December 18, 2013 at 2:01 p.m.

Briefing: Will Europe pay for its shameful past?

Briefing: Will Europe pay for its shameful past?
Briefing: Will Europe pay for its shameful past?

By Danny [email protected] | Comments: 0 | Leave a comment

The Caribbean Community Secretariat (CARICOM) thinks more European countries should be held accountable for the horrors of slavery.

Earlier this month, the group announced that five more countries should talk to Caribbean governments about slavery reparations, in order to “address the living legacies of these crimes”.
Danny McDonald has the latest.


 

Who are the players?

To date, National Reparations Committees have been established in eight CARICOM member states: Antigua and Barbuda, Barbados, Belize, Guyana, Jamaica, St. Lucia, St. Vincent and the Grenadines and Suriname.
Government leaders have agreed to form the CARICOM Reparations Commission. 

Initially, CARICOM had targeted Britain, France and the Netherlands for their roles in the slave trade, but now a regional advisory panel is recommending Spain, Portugal, Denmark, Norway and Sweden be held accountable as well.
CARICOM is also gathering information about Switzerland and Russia.


What is the argument underpinning the case for reparations?

CARICOM argues that Caribbean societies were built upon transatlantic slave trading and chattel slavery, which the U.N. has defined as crimes against humanity. Furthermore, CARICOM argues that descendants of slaves continue to suffer harm as a consequence of such atrocities, which enriched the slave-trading colonial nations.

Specifically, the regional organization asserts that slavery harmed public health, crippled education, stripped populations of their culture, inflicted psychological trauma and thwarted scientific and technological progress.


What’s the next step?

The Caribbean Community Reparations Commission will submit its first report to the various CARICOM heads of state. Those governments will have the ultimate say in the next course of action.


Has anything like this been attempted before?

CARICOM says it’s the most ambitious attempt to recover reparations to date. If governmental negotiations fail, the group is prepared to settle the matter before the UN’s International Court of Justice.



So there’s no legal precedence for this?

In the U.S., politicians have debated slavery reparations for more than a century. Following the conclusion of the Civil War, 400,000 acres of land in the coastal South was allotted for freed slaves as part of the “40-acres-and-a-mule” deal. US President Andrew Johnson reversed that decision in 1865.

In 2008, President Barack Obama said he did not support reparations for slave descendants.
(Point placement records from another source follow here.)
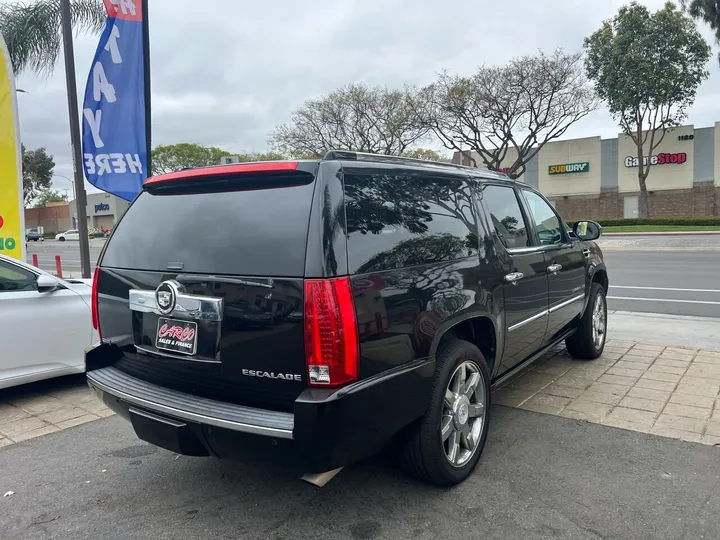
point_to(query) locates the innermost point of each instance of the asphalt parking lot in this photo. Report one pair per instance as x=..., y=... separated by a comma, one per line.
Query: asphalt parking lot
x=675, y=275
x=540, y=477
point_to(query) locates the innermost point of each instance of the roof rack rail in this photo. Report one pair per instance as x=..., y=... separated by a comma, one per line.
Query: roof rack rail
x=385, y=158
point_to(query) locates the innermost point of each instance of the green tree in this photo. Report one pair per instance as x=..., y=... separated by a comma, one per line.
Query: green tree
x=47, y=196
x=647, y=67
x=356, y=117
x=32, y=30
x=707, y=11
x=38, y=167
x=175, y=157
x=508, y=110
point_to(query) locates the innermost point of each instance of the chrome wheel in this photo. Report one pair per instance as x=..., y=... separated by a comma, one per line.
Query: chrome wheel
x=599, y=323
x=464, y=412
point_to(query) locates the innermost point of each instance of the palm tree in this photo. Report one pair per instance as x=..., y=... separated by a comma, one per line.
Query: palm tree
x=32, y=30
x=707, y=11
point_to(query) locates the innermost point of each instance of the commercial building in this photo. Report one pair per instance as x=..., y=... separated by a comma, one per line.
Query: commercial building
x=53, y=217
x=103, y=210
x=596, y=178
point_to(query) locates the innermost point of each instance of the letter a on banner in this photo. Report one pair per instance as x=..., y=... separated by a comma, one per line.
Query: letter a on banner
x=12, y=214
x=114, y=136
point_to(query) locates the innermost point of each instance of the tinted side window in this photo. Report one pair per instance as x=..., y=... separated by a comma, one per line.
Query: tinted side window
x=503, y=206
x=15, y=279
x=546, y=222
x=255, y=232
x=397, y=220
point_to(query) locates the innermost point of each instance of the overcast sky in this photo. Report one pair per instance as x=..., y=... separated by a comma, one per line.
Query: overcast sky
x=227, y=74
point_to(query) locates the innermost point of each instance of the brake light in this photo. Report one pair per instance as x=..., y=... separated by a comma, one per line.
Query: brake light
x=331, y=338
x=225, y=170
x=96, y=320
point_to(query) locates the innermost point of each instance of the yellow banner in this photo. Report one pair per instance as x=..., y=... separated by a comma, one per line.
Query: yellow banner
x=12, y=213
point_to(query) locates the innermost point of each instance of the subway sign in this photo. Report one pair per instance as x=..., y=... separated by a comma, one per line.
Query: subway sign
x=659, y=159
x=568, y=168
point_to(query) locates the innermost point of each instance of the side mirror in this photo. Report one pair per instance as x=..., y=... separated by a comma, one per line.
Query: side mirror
x=587, y=230
x=46, y=283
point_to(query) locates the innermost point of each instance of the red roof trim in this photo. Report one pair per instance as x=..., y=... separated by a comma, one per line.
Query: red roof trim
x=224, y=170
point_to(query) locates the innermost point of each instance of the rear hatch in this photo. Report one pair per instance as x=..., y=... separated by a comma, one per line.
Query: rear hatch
x=201, y=285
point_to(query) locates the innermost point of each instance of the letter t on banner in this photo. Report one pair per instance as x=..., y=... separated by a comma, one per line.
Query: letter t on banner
x=116, y=107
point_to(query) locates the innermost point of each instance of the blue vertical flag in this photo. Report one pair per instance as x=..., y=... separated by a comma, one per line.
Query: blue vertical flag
x=115, y=154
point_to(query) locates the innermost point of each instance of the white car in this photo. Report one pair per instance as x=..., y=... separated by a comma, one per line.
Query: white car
x=72, y=234
x=45, y=324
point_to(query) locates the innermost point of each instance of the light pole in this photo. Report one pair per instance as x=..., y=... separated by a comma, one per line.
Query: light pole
x=72, y=183
x=75, y=141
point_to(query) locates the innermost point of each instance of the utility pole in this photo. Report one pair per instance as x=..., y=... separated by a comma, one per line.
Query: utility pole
x=75, y=141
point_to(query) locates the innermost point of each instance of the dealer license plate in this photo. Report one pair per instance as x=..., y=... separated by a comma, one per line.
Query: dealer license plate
x=176, y=336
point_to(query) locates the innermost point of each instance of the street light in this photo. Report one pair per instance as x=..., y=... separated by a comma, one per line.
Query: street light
x=69, y=180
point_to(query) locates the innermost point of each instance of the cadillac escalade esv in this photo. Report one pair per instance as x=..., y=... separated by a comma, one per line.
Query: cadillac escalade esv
x=316, y=312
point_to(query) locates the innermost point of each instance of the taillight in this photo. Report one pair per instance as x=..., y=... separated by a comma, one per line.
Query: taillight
x=331, y=338
x=96, y=320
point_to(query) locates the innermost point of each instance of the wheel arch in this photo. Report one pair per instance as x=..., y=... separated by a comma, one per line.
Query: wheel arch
x=480, y=330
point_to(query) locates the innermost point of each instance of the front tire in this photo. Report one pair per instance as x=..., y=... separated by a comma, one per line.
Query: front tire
x=588, y=342
x=444, y=446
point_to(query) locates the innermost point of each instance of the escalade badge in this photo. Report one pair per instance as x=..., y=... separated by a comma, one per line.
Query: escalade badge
x=166, y=296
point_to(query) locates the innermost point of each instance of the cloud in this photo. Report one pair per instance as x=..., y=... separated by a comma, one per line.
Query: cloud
x=227, y=74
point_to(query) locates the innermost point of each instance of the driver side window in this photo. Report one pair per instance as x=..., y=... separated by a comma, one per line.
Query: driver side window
x=16, y=279
x=546, y=221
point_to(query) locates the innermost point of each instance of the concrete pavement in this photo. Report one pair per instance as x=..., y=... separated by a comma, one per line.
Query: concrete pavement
x=685, y=351
x=541, y=477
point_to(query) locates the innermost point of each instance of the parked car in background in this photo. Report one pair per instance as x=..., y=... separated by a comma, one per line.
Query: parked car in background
x=415, y=288
x=34, y=235
x=72, y=234
x=45, y=324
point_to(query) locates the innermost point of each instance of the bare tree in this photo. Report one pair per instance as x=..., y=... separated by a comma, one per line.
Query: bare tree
x=520, y=106
x=354, y=117
x=648, y=68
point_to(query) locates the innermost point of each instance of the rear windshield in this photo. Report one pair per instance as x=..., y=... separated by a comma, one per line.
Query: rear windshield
x=217, y=229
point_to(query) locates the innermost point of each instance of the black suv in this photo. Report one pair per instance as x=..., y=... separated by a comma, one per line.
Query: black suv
x=315, y=312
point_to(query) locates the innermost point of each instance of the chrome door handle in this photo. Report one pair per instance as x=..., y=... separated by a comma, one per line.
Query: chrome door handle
x=513, y=277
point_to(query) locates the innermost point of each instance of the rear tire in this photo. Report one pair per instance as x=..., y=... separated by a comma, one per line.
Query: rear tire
x=444, y=446
x=588, y=342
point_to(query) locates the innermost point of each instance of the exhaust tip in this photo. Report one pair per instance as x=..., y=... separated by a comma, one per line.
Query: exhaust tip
x=319, y=480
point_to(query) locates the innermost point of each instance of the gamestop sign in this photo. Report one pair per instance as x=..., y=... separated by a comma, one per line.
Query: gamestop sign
x=659, y=159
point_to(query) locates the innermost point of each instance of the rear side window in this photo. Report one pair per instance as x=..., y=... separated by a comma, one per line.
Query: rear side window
x=503, y=206
x=233, y=226
x=398, y=220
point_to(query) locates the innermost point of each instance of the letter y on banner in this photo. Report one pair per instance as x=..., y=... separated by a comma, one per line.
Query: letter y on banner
x=114, y=135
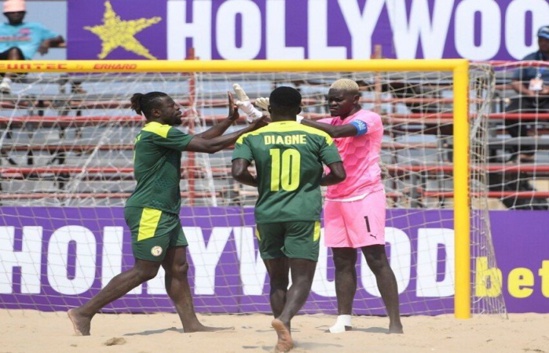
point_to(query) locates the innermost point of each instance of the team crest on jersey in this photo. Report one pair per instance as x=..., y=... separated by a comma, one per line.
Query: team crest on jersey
x=156, y=251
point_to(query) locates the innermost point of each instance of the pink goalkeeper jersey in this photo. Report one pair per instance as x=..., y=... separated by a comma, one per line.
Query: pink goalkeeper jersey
x=360, y=155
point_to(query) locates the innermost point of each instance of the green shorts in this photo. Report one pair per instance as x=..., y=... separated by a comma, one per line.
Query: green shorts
x=295, y=240
x=153, y=232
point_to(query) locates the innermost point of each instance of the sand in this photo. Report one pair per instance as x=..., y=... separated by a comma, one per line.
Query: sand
x=32, y=331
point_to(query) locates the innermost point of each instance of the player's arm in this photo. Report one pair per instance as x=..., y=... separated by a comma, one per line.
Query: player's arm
x=220, y=128
x=200, y=144
x=336, y=175
x=346, y=130
x=241, y=172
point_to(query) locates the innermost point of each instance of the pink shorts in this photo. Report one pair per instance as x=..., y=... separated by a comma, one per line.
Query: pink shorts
x=355, y=224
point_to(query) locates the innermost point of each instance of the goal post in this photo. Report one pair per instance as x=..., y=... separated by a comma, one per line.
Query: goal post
x=427, y=108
Both chambers of U.S. Congress have apologized for slavery in recent years without mentioning reparations.
CARICOM has hired a British firm that successfully landed monetary settlements for Kenyans who were tortured by British colonial authorities during the so-called Mau Mau rebellion of the last century.


What is Europe’s response?

The far left Enhedslisten (EL) political party says Denmark should apologize for its role in the transatlantic slave trade and the government should offer condolences to the descendants of slaves.
Claes Hammar — Sweden’s ambassador to the Caribbean — has left the door open to financial reparations but country, has yet to take an official position.

Mark Simmonds, the British government minister for the Caribbean, meanwhile, is sceptical about costs: “Do I think that we are in a position where we can financially offer compensation for an event two, three, four hundred years ago? No, I don’t,” Simmonds was quoted as saying by the Jamaica Observer. 

Time will tell if such comments foreshadow a lengthy legal dispute.